La participation d’avocats européens a été très importante. Elle nous incite à réfléchir sur la dimension européenne de certains procès, qui ne se situent plus seulement dans un cadre national.

On pourrait considérer cela comme une utopie, mais la création d’un ministère public européen est prévue dans un article du traité de l’Union européenne. Les États membres ne l’ont pas appliqué, mais il existe.
La création d’une telle institution me semble indispensable. Le procès de Turin l’a montré : les personnes qui veulent qu’on leur rende Justice sont nombreuses, en Italie et dans bien d’autres pays.

« La présence et la participation assidue des victimes ont été un aspect très important du procès »

 

CRÉÉ IL Y A 15 ANS PAR LE PARQUET DE TURIN

« L’Observatoire des tumeurs perdues » 

Le procureur Guariniello est intervenu lors d’une conférence organisée le 25 février 2012 à Paris par le syndicat de la Magistrature, Interforum, et les Giuristi democratici. Il a fait sensation quand il a expliqué le travail exemplaire de l’Observatoire des tumeurs perdues. Cet organisme ne dépend pas du ministère de la Santé mais du Parquet qui l’a créé. Son action permet à des cancers d’échapper à l’invisibilité sociale. Elle encourage les victimes à faire valoir leurs droits et incite les employeurs à la prévention.
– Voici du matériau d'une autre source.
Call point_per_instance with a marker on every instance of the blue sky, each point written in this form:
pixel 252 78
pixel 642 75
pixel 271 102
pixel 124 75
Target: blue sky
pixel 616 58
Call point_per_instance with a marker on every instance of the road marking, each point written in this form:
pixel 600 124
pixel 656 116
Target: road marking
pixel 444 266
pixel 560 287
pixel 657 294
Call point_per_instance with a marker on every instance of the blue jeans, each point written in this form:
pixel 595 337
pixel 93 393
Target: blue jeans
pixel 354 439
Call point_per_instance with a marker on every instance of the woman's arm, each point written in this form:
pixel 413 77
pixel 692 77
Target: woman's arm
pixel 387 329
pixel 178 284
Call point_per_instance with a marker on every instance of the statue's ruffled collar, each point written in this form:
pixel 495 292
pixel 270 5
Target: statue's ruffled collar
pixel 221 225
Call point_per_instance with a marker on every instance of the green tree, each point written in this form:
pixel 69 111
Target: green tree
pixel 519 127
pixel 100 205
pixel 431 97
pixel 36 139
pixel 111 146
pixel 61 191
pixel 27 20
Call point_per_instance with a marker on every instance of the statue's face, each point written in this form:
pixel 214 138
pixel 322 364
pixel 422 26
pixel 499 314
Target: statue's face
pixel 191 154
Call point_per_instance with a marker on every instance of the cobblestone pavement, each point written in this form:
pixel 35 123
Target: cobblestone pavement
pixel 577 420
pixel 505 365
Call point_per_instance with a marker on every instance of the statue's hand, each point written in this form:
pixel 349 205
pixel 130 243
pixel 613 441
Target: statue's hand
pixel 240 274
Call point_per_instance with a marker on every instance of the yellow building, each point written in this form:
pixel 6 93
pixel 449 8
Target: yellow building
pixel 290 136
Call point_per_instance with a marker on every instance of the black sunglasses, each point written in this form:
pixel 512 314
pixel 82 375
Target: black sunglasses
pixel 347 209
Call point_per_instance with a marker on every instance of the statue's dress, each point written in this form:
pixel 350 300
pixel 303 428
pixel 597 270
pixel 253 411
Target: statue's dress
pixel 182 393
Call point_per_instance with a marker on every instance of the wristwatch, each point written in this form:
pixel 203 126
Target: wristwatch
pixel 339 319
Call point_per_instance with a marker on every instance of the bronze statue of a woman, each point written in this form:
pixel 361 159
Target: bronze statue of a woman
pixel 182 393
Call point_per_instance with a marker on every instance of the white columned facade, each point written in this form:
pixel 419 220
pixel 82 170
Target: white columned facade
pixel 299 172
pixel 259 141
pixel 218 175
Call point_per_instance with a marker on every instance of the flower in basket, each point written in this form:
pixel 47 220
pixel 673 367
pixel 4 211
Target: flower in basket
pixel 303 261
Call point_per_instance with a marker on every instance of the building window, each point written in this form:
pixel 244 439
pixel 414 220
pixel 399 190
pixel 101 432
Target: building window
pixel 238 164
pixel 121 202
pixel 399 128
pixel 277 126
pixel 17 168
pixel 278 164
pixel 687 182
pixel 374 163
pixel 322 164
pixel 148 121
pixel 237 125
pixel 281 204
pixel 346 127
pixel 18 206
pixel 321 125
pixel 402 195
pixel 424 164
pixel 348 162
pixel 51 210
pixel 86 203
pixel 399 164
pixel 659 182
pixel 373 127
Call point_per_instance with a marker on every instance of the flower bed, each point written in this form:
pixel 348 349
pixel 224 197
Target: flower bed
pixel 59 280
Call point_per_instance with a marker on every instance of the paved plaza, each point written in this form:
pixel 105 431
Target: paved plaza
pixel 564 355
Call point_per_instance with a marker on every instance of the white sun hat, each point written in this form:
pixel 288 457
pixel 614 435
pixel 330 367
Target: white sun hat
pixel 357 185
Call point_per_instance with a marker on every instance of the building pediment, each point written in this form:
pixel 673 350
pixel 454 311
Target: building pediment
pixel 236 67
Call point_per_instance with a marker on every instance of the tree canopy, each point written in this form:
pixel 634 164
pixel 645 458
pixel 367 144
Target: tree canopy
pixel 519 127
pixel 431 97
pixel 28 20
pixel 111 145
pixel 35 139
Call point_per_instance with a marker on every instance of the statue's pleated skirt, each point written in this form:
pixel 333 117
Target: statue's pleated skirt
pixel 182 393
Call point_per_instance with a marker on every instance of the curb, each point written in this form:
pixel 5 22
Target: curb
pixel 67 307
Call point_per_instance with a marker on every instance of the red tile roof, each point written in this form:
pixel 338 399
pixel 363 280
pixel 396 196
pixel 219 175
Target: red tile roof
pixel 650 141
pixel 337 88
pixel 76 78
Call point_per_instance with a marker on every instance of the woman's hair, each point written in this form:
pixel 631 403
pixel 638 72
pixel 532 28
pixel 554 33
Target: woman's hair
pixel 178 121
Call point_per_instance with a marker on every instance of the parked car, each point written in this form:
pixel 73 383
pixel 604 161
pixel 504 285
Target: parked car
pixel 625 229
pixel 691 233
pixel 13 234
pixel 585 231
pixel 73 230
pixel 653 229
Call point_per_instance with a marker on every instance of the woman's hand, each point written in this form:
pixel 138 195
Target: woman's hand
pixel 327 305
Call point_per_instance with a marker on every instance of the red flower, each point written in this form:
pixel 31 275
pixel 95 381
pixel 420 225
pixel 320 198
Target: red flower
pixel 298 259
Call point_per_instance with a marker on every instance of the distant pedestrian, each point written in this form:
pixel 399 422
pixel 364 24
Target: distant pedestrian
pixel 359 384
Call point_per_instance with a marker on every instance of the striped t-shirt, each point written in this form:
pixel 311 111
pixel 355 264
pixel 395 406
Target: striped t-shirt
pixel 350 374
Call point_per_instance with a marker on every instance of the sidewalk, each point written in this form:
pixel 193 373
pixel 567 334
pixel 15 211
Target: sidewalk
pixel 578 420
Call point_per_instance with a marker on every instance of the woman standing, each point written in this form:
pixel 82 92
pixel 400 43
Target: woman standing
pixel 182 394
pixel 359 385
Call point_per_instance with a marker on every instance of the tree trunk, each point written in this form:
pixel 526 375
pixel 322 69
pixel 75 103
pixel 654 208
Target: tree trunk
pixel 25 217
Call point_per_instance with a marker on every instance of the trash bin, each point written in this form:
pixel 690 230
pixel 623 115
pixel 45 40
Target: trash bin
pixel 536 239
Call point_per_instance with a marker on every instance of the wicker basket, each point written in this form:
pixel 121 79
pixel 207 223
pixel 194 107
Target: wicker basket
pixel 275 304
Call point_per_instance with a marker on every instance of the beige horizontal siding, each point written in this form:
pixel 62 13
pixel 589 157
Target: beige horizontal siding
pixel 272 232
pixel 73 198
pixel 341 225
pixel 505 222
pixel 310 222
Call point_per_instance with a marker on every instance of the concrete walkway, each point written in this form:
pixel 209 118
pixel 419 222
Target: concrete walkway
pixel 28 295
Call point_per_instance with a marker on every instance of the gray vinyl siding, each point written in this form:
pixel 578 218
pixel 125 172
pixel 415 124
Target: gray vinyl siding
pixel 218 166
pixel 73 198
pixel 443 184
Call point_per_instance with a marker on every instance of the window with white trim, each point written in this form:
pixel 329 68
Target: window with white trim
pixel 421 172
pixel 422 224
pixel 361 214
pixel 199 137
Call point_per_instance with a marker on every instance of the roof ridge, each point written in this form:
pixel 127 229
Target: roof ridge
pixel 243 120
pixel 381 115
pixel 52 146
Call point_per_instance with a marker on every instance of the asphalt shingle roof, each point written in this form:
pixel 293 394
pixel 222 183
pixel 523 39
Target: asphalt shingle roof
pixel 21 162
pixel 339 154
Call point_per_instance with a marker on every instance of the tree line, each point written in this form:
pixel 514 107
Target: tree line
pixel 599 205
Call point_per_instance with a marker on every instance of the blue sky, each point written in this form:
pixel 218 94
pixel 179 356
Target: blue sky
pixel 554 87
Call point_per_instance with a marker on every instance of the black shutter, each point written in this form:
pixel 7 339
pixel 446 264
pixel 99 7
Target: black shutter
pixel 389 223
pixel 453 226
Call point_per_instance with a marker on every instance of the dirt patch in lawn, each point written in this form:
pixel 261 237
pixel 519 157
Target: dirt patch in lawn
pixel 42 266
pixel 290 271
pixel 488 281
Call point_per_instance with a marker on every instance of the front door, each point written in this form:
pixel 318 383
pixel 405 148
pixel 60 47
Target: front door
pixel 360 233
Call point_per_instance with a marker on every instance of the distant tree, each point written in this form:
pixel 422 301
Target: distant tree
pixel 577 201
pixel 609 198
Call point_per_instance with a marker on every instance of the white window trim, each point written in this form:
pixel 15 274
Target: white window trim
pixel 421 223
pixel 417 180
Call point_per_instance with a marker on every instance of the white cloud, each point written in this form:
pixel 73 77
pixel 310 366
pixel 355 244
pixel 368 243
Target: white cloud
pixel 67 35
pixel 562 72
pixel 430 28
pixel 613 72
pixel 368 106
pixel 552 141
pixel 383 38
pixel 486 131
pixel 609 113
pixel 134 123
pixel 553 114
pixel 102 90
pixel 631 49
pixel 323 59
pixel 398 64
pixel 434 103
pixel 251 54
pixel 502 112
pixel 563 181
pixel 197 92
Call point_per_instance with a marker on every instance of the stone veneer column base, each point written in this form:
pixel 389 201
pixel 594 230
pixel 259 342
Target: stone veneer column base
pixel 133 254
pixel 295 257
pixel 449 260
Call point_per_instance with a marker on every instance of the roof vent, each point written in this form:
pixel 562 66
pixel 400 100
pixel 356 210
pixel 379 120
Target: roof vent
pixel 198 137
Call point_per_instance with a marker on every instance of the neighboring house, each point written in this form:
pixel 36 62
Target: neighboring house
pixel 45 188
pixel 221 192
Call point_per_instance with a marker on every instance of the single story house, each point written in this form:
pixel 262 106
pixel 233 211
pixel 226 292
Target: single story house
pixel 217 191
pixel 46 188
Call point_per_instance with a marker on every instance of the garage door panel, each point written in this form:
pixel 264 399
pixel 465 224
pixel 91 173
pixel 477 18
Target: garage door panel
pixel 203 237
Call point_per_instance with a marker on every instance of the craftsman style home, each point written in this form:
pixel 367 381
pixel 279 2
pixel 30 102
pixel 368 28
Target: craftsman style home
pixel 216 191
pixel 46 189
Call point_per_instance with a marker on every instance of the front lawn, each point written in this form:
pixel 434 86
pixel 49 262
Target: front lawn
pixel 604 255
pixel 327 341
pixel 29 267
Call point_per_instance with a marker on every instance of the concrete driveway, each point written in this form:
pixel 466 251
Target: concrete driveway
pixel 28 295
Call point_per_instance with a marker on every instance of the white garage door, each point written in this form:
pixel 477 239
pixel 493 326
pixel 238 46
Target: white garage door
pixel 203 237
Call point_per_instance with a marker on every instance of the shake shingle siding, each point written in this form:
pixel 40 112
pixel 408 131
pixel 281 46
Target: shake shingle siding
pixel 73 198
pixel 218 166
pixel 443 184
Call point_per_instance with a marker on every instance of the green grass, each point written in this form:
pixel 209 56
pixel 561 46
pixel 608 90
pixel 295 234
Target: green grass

« Les cancers professionnels ne doivent pas finir oubliés dans les archives des municipalités ou des hôpitaux »

« En Italie, comme dans d’autres pays, l’étiologie professionnelle des cancers est restée longtemps méconnue, explique Raffaele Guariniello. Nous avons fondé, il y a quinze ans un observatoire pour étudier les cancers professionnels auprès du Parquet de Turin.

Des médecins qui travaillent pour l’autorité judiciaire

Sa mission est d’aller « à la recherche des tumeurs perdues », c’est-à-dire des cancers professionnels, qui - sans cela - finiraient oubliés dans les archives des communes ou des hôpitaux, sans que ni l’autorité judiciaire ni les organismes assureurs ni les autorités de veille sanitaire n’en soient informés.
Nous avons examiné les cancers dont l’origine professionnelle est très probable : mésothéliomes pleuraux, cancers de la vessie, cancers du nez, angiosarcomes du foie.
Les médecins qui travaillent pour l’autorité judiciaire rédigent un dossier médical pour chaque patient. Puis l’observatoire vérifie si la personne qui a un cancer a été exposée à des agents cancérogènes.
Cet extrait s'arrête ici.